Veneza shakes her head slowly, but Bronca suspects this is less denial than amazement. “Can you make, I don’t know. Any part of the city, do anything?”
“Yeah, I can—some parts easier than others—but that’s nothing.” Bronca curls her finger again, and the pipe grumbles back into place. Then she lifts her other arm, grinning as she watches Veneza because even though this is the dance and she knows what will happen intellectually, it’s still an altogether different thing to experience. And some things are best experienced through the eyes of the young.
So when the river rises into the air, the whole five-hundred-foot-wide expanse of it, and curls an elbow and a wrist and long, watery fingers like some kind of immense, spectral Rosie the Riveter parody, it is Veneza’s delight that settles Bronca’s heart. Bronca never wanted this. And even though she knows why she was chosen, how important it is, she has not known how to feel about any of it, except resignation and frustration and dread. Now, though, as Veneza goes, “Holy fucking shit,” it feels good for the first time.

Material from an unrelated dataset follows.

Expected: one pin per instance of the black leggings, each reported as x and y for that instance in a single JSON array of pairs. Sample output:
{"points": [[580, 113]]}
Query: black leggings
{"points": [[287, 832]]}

She allows herself a bit of smugness. “It is pretty damn rad, huh.”
“Nobody says ‘rad’ anymore, Old B, damn.”
“Yeah, well, they should. Always liked that one.”
“You know, though…” Veneza frowns a little. “This is pretty small, if it’s… symbolically part of you? I mean, if that’s your arm, then the rest of you ends, like, just across the street from the park.”
“It’s not exactly proportional.” Nor does the borough emulate her body in any predictable shape or way. This riverbank has a thousand potential fingers to her five, for example, and some of them have claws. The borough’s heart is actually a different river—the Bronx River, of course. The borough’s teeth, rotting but still sharp, are the isolated projects; its ears are a thousand recording studios, all born of the boogie-down sound. And its bones are the stones underneath it all, ancient as ancestors.
Veneza can’t seem to take her eyes off the water-arm. “Can you make it flip me off?”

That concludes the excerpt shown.